Mary-Ann od roku przyjaźniła się z Edwiną , ja stałam na boku , kolegując sie z Mary , nie chciałam niczego więcej , ponieważ za wiele razy mnie zawiodła .
Pewnego dnia spotkałyśmy sie we trójkę w kawiarni , rozmawiałyśmy , śmiałyśmy się , zaczęłyśmy częściej sie ze sobą spotykać , tak rozwinęła sie nasza przyjaźń . Jednakże Edwina pokłóciła się z Mary , ja stałam pośrodku , między jedną a drugą . Nie było mi to na rękę , ponieważ nie bardzo wiedziałam jak mam doprowadzić do zgody . Jeden dzień spędzałam z Edwiną , drugi z Mary , bolało mnie to ,że kiedyś były sobie strasznie bliskie a dziś ?.

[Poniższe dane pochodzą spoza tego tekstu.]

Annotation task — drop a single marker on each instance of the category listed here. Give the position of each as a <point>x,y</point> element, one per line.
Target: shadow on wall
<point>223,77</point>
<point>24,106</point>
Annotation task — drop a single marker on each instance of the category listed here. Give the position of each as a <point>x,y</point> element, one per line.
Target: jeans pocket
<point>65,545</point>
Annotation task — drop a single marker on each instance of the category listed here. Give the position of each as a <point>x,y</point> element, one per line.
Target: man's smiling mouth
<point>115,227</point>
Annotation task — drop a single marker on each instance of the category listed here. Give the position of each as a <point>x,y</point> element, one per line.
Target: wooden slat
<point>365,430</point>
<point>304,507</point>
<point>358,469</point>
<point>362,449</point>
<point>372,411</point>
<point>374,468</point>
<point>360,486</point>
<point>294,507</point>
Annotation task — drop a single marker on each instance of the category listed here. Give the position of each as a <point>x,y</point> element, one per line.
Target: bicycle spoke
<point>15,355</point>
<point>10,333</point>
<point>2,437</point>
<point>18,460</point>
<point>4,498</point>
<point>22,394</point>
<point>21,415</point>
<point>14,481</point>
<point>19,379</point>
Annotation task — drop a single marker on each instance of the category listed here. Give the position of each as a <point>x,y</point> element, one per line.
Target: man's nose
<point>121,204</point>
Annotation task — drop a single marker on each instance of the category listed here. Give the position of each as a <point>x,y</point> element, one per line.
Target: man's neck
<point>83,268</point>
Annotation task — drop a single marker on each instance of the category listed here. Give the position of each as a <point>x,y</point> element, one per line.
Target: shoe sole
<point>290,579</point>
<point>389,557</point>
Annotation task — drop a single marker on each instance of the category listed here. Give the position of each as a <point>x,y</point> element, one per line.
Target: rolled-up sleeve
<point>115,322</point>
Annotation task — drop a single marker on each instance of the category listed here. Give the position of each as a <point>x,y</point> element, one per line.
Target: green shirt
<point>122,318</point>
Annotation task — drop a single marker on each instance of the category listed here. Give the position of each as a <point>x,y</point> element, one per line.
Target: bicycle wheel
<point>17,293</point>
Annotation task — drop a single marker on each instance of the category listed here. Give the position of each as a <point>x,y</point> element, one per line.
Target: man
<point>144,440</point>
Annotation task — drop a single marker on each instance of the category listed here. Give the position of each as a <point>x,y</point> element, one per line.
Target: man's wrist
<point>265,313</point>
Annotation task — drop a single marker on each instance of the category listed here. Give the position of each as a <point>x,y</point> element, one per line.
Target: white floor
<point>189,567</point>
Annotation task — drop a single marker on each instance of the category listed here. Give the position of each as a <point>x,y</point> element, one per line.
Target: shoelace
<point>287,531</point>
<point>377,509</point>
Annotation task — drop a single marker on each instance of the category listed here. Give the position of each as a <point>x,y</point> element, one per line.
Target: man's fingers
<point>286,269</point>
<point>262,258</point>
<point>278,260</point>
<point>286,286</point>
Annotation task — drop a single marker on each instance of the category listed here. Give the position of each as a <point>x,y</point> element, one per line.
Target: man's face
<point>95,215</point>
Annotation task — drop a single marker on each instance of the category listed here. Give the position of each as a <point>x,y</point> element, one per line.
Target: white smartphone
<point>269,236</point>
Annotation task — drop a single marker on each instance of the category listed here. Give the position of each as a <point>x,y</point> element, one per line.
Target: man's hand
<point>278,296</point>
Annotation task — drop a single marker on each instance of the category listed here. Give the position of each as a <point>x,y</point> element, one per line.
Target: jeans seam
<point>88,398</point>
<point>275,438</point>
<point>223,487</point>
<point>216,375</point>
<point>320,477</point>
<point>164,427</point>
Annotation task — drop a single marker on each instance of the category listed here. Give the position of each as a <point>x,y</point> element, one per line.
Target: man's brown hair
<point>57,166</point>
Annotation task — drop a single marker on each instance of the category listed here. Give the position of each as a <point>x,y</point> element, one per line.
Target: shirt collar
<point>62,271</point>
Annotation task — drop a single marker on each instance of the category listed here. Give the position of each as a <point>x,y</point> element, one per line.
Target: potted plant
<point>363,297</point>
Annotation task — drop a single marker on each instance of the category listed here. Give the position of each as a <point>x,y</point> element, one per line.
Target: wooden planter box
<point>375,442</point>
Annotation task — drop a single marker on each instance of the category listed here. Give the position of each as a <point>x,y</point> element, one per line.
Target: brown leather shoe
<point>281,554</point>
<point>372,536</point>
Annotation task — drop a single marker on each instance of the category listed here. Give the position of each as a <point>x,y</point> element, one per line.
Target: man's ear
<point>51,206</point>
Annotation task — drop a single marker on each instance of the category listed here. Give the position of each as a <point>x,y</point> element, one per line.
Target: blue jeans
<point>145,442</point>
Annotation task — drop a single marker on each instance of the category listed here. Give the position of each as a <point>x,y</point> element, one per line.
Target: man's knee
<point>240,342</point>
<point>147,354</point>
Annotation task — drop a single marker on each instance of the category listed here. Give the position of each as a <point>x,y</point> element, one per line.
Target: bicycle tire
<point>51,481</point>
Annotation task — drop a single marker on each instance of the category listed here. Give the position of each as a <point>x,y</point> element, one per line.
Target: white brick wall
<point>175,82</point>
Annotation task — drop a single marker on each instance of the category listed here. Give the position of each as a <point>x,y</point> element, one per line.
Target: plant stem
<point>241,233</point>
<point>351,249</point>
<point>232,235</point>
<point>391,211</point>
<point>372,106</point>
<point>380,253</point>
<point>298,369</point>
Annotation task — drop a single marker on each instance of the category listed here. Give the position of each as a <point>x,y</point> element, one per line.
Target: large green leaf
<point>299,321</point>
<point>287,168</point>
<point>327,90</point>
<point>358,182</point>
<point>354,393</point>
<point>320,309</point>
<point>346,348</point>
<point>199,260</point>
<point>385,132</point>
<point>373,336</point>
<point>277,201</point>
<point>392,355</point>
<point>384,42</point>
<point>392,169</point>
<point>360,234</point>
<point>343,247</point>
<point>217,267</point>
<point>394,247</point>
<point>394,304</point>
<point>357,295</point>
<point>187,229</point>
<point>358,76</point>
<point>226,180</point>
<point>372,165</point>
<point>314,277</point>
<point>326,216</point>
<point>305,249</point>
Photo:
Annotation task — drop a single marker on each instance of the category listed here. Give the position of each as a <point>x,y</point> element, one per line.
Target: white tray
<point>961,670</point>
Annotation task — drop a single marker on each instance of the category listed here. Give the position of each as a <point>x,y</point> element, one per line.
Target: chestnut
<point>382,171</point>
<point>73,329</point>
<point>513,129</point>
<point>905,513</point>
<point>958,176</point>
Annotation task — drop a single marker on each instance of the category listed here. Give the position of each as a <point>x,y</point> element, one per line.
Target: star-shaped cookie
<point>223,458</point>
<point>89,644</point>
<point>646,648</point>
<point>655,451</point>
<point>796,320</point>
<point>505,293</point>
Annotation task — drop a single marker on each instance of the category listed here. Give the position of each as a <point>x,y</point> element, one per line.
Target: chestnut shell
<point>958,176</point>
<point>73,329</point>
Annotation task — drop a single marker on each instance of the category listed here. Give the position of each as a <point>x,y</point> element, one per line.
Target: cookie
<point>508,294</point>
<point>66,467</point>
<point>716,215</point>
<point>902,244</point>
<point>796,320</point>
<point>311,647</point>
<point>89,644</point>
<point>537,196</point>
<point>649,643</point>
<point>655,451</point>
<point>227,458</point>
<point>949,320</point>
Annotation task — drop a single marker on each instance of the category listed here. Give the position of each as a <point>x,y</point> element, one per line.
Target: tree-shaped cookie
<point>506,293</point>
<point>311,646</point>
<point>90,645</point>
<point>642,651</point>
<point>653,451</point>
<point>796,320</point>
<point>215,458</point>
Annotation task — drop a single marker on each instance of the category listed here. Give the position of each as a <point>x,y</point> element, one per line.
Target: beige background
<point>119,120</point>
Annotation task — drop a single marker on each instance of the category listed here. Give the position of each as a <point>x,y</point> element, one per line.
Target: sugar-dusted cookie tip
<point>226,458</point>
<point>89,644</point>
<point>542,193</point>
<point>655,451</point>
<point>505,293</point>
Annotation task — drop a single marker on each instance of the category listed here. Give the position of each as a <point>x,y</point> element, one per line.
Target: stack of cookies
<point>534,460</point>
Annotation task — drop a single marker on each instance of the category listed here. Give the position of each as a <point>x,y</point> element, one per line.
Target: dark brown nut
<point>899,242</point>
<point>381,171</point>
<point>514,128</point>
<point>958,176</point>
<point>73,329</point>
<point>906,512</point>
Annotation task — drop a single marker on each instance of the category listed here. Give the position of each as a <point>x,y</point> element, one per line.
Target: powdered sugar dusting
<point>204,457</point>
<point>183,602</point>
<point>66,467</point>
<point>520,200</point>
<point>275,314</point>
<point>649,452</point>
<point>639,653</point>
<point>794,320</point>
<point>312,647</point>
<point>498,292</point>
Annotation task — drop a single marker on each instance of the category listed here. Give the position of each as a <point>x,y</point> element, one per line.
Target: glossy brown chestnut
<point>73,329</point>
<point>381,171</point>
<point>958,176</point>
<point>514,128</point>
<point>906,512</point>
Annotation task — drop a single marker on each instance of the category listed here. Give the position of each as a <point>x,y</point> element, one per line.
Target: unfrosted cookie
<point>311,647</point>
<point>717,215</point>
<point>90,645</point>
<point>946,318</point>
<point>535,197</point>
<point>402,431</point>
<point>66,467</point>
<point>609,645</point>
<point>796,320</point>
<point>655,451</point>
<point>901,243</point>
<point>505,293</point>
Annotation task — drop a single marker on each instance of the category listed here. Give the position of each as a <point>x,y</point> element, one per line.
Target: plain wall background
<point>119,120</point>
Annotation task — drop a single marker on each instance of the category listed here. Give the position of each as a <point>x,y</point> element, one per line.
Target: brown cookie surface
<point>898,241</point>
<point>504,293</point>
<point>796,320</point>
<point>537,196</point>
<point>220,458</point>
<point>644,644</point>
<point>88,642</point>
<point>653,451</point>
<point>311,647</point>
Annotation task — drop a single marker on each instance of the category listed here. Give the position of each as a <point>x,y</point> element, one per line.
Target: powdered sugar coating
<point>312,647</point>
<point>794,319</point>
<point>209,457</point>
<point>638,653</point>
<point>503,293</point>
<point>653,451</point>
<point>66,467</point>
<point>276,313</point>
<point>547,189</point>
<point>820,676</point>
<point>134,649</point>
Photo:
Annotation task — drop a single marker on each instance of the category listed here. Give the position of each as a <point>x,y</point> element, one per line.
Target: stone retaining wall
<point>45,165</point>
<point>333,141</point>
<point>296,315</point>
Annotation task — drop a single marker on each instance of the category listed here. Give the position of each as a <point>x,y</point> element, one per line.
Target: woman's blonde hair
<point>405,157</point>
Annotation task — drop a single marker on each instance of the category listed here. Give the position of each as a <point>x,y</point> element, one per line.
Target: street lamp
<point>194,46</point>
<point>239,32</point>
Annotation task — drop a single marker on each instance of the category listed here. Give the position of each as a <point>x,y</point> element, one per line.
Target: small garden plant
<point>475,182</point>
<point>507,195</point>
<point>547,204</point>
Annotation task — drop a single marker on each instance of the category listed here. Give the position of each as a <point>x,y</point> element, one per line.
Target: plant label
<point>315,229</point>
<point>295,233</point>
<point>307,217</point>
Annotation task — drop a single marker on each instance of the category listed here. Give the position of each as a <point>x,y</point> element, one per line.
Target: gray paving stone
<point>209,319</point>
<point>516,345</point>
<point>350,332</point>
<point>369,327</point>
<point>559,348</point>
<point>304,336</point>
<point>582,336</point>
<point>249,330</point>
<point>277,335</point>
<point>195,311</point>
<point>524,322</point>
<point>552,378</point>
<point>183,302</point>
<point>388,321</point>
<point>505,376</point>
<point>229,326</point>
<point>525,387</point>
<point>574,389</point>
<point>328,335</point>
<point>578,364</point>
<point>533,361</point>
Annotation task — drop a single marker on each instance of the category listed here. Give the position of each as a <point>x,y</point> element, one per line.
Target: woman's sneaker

Dziś są już praktycznie sobie obce ..
Niestety po jakimś czasie sutuacja sie odmieniła, po jakimś czasie to dziewczyny odwróciły sie ode mnie , ja zostałam sama a one trzymały sie razem , nawet nic im nie zrobiłam .. Podobno sie zmieniłam , ale czy to może być prawdą ?. Nie wiem , wpadłam w gorsze towarzystwo , a one zamiast mi pomóc , zostawiły mnie , teraz musze radzić sobie sama . Wiem , że dam rade , musze dać , z nimi czy bez dam rade , będe silna ..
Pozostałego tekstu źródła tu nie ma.